How to find the number of solutions to $x_1+x_2+x_3+x_4+y_1+y_2=6$ if for $0\le i\le 4$ $0\le x_i \le 2$ and $y_1, y_2$ is divisible by $3$ without using generating functions? $x_i, y_k$ are non-negative integers.
I'm having trouble with manual counting of solutions.

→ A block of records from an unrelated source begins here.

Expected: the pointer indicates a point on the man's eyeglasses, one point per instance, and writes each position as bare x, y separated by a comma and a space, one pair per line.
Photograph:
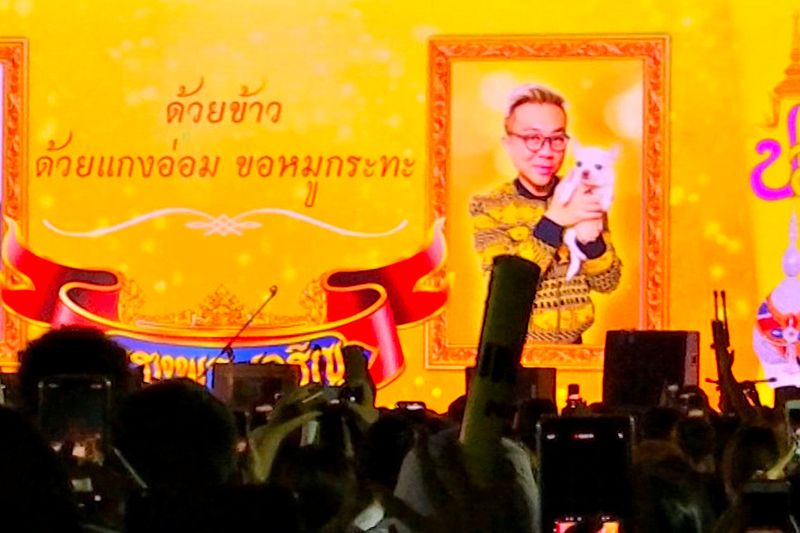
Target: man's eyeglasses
535, 142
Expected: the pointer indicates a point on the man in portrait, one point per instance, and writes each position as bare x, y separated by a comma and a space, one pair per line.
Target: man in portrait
526, 217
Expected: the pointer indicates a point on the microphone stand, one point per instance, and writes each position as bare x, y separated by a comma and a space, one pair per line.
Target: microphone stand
227, 350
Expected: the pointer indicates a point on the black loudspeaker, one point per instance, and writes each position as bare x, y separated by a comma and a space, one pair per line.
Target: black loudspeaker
638, 364
538, 382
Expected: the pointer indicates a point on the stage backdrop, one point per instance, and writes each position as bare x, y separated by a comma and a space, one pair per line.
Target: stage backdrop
166, 164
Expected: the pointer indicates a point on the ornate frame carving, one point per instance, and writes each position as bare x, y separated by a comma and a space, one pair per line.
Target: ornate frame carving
653, 51
14, 61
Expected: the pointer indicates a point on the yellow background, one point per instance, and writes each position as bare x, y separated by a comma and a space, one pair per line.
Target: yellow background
352, 77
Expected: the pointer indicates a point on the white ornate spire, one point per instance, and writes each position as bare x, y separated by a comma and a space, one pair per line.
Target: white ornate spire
786, 296
791, 257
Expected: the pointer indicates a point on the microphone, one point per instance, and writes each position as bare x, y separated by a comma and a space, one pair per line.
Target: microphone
227, 350
490, 403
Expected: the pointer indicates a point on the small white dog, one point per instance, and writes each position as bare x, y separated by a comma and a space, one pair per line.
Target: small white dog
594, 167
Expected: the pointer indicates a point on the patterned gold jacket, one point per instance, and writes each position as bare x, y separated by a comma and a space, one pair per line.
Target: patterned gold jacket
510, 220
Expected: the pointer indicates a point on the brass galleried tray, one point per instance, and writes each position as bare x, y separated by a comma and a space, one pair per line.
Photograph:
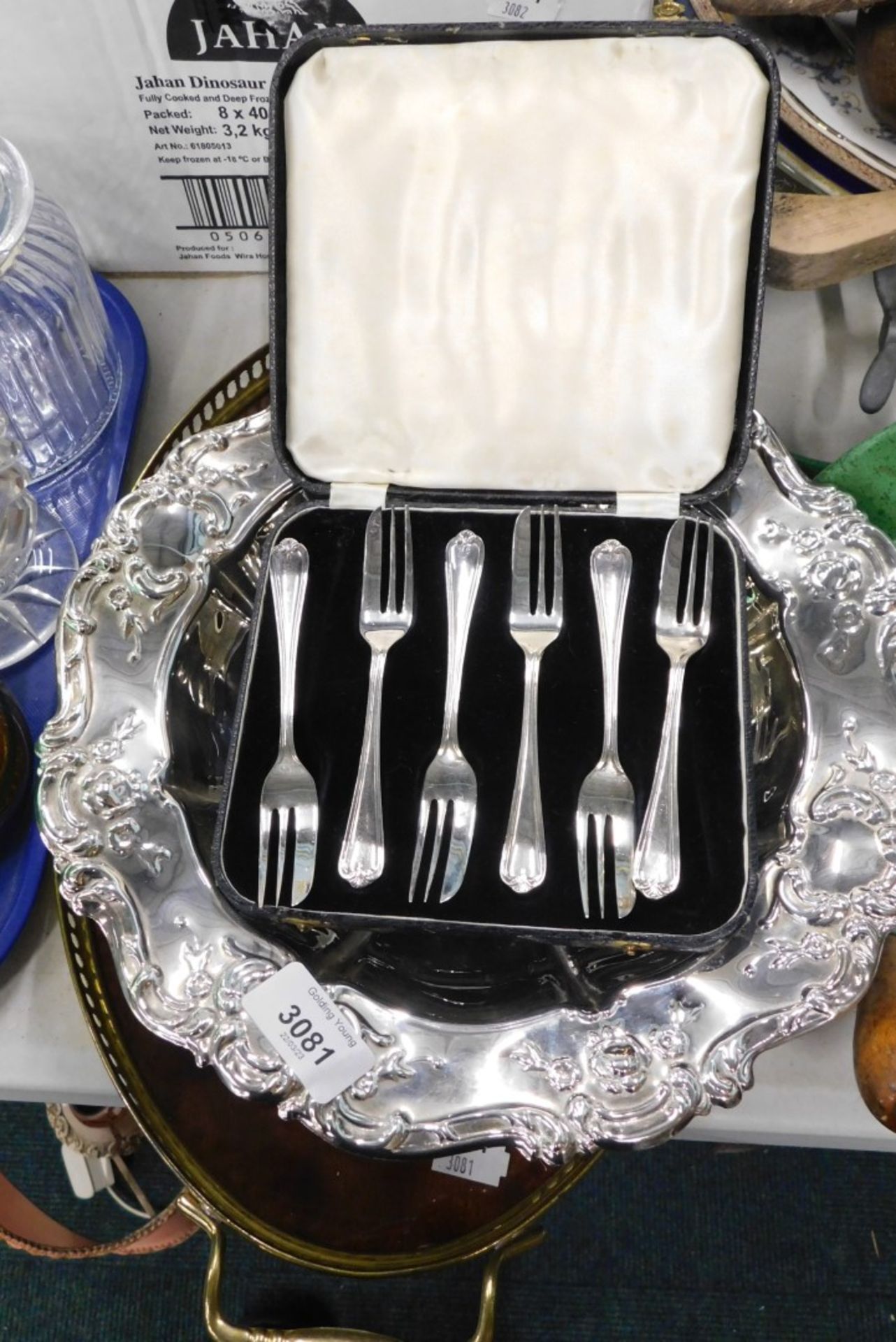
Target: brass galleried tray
549, 1050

I tried using inclusion/exclusion principle: for $0\le i\le 4$ let $A_i$ be the solutions set when $x_i\ge 3$. There are $4$ such sets like $A_i$. Then we have two sets $B_1, B_2$ when $y_{1,2}$ is not divided by $3$, hence $y_{1,2}$ can be $1,2,4,5$. Therefore $|B_{1,2}|=4, |A_i|={6-2-1+6-3\choose 6-3}$ (because we have only $6-2$ bins for $x_i$ and in each bin there can be at most $6-3$ numbers.
Then we can find all intersections of two sets from $A_i$ and $B_j$. There are ${4\choose 2}$ intersections of $A_i\cap A_j$ and $|A_i\cap A_j|={6-2-1+6-3-3\choose 6-3-3}$, there's one intersection $|B_1\cap B_2|=4\cdot 4$ and there're ${4\choose 1}{2\choose 1}$ intersections of $|A_i\cap B_k|={6-2-1+3\choose 3}\cdot 4$.

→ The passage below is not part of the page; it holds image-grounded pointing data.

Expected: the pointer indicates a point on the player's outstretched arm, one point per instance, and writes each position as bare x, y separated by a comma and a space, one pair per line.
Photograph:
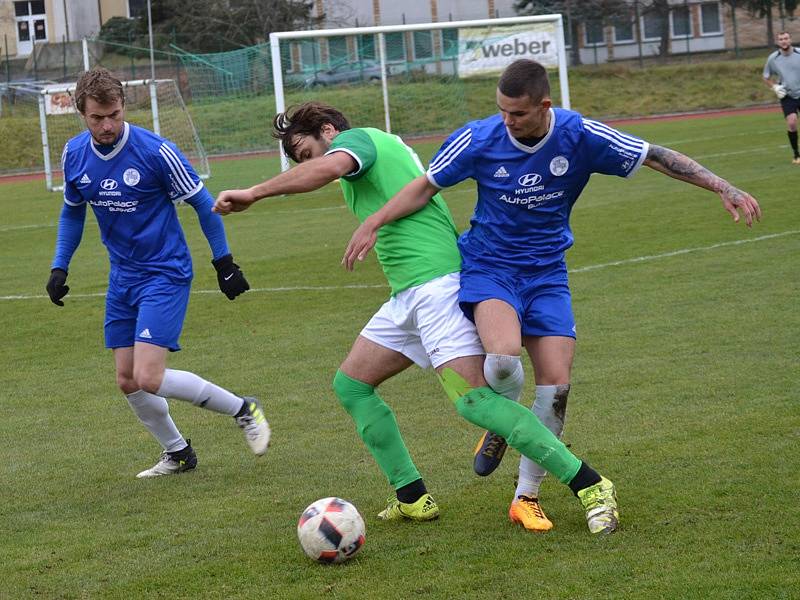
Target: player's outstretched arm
413, 197
70, 231
680, 166
305, 177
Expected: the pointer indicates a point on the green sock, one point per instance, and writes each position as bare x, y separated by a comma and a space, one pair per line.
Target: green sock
519, 426
377, 427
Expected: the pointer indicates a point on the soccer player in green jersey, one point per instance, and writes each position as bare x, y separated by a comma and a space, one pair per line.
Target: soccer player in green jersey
421, 323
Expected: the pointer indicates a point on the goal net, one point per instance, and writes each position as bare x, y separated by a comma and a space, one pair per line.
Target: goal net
154, 104
413, 80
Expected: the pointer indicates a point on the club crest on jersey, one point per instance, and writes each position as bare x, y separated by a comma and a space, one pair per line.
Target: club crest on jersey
559, 166
131, 177
529, 179
501, 172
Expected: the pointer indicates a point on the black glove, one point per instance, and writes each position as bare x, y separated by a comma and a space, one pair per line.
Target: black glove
55, 286
230, 277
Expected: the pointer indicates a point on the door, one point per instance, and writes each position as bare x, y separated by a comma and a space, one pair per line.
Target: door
31, 25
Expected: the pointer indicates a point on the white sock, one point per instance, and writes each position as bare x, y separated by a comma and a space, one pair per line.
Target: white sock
153, 412
193, 388
504, 374
550, 406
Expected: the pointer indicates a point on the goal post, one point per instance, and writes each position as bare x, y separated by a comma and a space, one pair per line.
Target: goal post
155, 104
429, 73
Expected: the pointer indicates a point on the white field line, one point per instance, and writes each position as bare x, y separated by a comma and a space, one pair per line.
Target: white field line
18, 227
312, 288
650, 257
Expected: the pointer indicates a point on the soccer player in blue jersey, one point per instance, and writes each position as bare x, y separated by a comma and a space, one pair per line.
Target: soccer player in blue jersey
133, 179
530, 162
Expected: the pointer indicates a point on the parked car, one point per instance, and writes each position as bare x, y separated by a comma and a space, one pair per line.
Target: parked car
348, 72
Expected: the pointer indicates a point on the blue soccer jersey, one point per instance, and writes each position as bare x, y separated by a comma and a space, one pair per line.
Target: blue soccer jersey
526, 193
133, 190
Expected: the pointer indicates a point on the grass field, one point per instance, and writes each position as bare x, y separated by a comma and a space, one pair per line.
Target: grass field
685, 392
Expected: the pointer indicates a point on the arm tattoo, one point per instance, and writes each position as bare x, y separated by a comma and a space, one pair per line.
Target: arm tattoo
682, 167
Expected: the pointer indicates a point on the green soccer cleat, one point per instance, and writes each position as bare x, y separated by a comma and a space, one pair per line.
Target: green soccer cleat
424, 509
488, 453
600, 502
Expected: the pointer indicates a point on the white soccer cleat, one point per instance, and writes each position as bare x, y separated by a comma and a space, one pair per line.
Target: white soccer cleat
172, 463
255, 426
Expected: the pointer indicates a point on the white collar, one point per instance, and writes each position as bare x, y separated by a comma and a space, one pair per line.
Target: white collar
542, 142
117, 148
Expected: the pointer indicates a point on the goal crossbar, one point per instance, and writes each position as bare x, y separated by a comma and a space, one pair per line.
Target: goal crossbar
380, 30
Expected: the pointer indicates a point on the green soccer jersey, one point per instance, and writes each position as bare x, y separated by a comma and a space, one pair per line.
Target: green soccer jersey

There's a total of $U={6-1+6\choose 6}$ solutions to the equation.
Then to find the solutions under the given constraints the answer would be: $$ U-\biggl(\sum_{i=0}^4 A_i\biggr)-B_1-B_2+{4\choose 2}A_i\cap A_j+B_1\cap B_2+{4\choose 1}{2\choose 1}A_i\cap B_k=1036 $$ which I'm pretty sure is not the correct answer. I did try to solve this using generating functions in order to check if my solutions is correct and I got $54$ which I find to be much more reasonable.
EDIT: I decided to add the calculation using generating functions as a reference for searching the correct answer.
The generating function for this problem is: $$ f(x)=(1+x+x^2)^4(1+x^3+x^6+\dots)^2 $$ The closed form is: $$ \bigg(\frac{1-x^3}{1-x}\bigg)^4\cdot \bigg(\frac{1}{1-x^3}\bigg)^2=\frac{(1-x^3)^2}{(1-x)^4} $$ and to find the coefficient of $x^6$: $$ \sum_{k=0}^2{2\choose k} (-1)^kx^{3k}\cdot \sum_{i=0}^{\infty}{4-1+i\choose i}x^i $$ Finally the coefficient is: $$ {2\choose 0}{4-1+6\choose 6}-{2\choose 1}{4-1+3\choose 3}+{2\choose 2}{4-1+0\choose 0}=45 $$
Case by case (definitely somewhat error prone):
The $y_i's$ can be $0,3,6$.
Case I: one of them is $6$. Then all the others are $0$. $\boxed 2$
Case II: Two of them are $3$. Then all the others are $0$. $\boxed 1$.
Case III: one of them is $3$. Two places to put that $3$. the $x_i$ must then sum to $3$.
IIIa: No $2's$. Then we have three $1's$ and a $0$. $\underline 4$.
IIIb: One $2$. Then we have four places to put the $2$ and three to put the $1$ so $\underline {12}$.
In total $$2\times (4+12)=\boxed {32}$$
Case IV: No $3's$. Then the $x_i$ must sum to $6$. To do that we need at least two $2's$.
IVa: two $2's$ and two $1's$. Then $\binom 42=\underline 6$
IVb: Three $2's$ and one $0$. $\underline 4$
In total $$6+4=\boxed {10}$$
Combining we get $$2+1+32+10=\boxed {45}$$
Note: In a comment I had said I got to $56$ but that was a blunder. I did warn that this method is somewhat error prone.